Remaining group of 27 will focus on EU approval of antibacterial and additional Phase III studies required by the FDA.

Following a negative FDA response for its lead candidate, oritavancin, Targanta Therapeutics will make a 75% cut in its workforce. The company, which had slightly over $36 million in cash at the end of the second quarter, will incur a $5.8 million restructuring charge.

Targanta will let go of 86 employees, leaving it with 27 employees by the end of the year. This includes senior personnel chief development officer, Pierre E. G. Etienne, M.D., chief commercial officer, Mona Haynes, and vp of operations and head of Targanta’s Indianapolis site, Roger D. Miller.

The restructuring is meant to support the regulatory approval process for oritavancin in the EU and to clarify the regulatory pathway of the drug in the U.S. On December 9, the FDA said that it could not sanction oritavancin for complicated skin and skin structure infections (cSSSI) without confirmation of its safety and efficacy as well as further studies in the MRSA subgroup.

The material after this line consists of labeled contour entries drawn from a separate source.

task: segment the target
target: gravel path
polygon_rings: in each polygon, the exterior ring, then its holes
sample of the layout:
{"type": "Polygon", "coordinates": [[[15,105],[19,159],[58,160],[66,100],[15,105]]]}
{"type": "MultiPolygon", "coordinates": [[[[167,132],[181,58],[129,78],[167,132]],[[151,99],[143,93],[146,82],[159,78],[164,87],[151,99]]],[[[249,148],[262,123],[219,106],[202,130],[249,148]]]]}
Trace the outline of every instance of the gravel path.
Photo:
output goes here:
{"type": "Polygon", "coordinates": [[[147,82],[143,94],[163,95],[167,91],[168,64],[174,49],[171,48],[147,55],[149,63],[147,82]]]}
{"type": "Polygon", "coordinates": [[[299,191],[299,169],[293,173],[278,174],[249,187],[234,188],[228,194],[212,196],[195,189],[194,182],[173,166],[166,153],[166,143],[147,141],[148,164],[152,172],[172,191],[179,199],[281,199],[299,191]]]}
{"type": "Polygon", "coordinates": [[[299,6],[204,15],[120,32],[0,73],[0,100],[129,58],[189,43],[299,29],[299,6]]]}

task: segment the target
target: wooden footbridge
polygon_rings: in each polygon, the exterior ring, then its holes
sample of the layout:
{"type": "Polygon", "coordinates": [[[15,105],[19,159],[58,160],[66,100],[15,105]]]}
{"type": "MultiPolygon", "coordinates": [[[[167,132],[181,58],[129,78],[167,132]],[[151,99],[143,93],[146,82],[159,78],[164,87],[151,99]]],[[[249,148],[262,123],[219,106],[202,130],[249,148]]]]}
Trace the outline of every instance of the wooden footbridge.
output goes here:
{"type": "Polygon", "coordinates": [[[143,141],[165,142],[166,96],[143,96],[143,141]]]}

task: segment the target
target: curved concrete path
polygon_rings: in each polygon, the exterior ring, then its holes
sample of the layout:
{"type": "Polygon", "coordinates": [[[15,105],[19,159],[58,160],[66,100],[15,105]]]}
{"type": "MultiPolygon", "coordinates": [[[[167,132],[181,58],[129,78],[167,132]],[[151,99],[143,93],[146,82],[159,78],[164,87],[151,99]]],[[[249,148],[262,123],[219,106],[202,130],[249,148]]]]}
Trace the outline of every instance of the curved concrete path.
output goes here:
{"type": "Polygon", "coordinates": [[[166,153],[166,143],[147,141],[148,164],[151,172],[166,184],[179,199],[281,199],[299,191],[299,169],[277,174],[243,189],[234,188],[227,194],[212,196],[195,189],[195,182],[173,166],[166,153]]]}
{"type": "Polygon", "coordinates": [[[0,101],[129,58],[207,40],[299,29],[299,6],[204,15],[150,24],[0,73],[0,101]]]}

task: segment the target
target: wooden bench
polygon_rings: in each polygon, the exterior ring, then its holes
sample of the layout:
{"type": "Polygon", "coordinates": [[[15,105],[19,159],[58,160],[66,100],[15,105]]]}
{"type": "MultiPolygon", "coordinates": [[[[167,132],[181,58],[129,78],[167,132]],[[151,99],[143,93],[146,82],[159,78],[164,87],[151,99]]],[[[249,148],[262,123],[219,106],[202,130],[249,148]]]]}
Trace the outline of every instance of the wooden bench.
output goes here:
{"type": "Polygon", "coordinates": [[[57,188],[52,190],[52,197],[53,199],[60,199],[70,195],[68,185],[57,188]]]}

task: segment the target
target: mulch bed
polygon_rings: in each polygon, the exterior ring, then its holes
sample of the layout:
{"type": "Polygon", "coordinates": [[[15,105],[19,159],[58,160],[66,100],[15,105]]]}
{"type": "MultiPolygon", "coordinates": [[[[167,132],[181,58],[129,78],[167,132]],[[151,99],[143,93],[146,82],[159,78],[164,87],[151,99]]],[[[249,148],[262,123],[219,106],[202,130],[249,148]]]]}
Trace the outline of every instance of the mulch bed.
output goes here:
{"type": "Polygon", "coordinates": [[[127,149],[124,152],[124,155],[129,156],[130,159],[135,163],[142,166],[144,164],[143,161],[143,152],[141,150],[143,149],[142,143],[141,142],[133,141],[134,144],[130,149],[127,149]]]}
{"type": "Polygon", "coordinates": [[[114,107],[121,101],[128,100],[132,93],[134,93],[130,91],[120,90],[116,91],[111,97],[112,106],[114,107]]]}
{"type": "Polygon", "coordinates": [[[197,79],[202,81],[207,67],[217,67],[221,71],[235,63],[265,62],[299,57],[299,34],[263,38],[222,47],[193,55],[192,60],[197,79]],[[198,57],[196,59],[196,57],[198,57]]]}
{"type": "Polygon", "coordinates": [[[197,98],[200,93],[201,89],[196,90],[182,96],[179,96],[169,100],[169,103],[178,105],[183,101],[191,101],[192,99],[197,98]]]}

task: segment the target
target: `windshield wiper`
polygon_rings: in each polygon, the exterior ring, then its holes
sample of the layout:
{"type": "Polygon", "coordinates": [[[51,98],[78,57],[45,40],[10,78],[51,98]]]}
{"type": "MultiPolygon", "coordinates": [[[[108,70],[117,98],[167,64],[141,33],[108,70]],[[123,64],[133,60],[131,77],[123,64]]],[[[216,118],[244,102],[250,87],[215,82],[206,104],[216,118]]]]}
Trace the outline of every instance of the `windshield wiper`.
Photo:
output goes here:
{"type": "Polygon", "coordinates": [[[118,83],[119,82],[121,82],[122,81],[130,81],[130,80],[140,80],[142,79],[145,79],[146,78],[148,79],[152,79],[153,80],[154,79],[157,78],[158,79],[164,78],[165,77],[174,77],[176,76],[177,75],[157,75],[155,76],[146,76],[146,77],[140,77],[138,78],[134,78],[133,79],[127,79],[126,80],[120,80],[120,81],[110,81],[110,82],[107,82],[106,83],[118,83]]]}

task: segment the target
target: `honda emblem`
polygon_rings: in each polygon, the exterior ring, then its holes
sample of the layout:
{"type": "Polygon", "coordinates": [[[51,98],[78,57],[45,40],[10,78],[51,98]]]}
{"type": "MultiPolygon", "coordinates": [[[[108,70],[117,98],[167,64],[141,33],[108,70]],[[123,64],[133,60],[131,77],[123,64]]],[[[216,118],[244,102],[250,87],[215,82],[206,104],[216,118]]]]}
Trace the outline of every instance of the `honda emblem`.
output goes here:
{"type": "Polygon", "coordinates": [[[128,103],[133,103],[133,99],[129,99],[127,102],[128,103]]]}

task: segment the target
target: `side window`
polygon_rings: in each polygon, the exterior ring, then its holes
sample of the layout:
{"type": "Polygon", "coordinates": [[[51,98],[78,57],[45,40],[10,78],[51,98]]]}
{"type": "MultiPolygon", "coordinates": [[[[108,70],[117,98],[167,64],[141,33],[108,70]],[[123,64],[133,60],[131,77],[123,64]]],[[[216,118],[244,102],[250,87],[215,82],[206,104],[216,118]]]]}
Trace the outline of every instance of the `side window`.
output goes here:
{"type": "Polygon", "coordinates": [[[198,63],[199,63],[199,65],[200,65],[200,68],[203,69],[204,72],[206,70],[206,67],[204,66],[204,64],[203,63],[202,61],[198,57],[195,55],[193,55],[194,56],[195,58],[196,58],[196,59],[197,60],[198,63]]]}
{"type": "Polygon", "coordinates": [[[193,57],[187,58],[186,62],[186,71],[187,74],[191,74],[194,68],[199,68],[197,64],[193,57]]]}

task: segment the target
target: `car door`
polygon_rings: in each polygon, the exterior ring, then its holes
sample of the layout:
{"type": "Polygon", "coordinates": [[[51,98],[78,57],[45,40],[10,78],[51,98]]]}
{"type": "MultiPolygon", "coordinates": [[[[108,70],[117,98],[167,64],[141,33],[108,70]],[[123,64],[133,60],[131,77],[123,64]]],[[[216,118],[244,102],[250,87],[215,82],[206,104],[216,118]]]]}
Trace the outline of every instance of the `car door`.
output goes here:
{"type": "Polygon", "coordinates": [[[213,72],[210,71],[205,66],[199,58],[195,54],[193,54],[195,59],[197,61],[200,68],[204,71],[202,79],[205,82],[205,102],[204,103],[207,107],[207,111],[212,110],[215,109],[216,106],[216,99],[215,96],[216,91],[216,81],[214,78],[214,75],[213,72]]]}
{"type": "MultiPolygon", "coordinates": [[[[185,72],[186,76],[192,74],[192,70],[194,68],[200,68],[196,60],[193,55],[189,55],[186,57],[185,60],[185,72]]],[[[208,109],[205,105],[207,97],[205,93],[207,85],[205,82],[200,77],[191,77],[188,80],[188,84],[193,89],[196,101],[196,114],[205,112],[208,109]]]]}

‘Targanta has transitioned from a company preparing for the commercial launch of its lead drug candidate to a late-stage clinical development company since receiving the FDA’s complete response letter to our new drug application for oritavancin,” points out Mark Leuchtenberger, president and CEO. “Targanta’s management team and its board of directors are in alignment that our best path forward to achieving our corporate goals and preserving shareholder value is to restructure the company and focus our resources and capital in a way that efficiently advances oritavancin for the treatment of cSSSI.”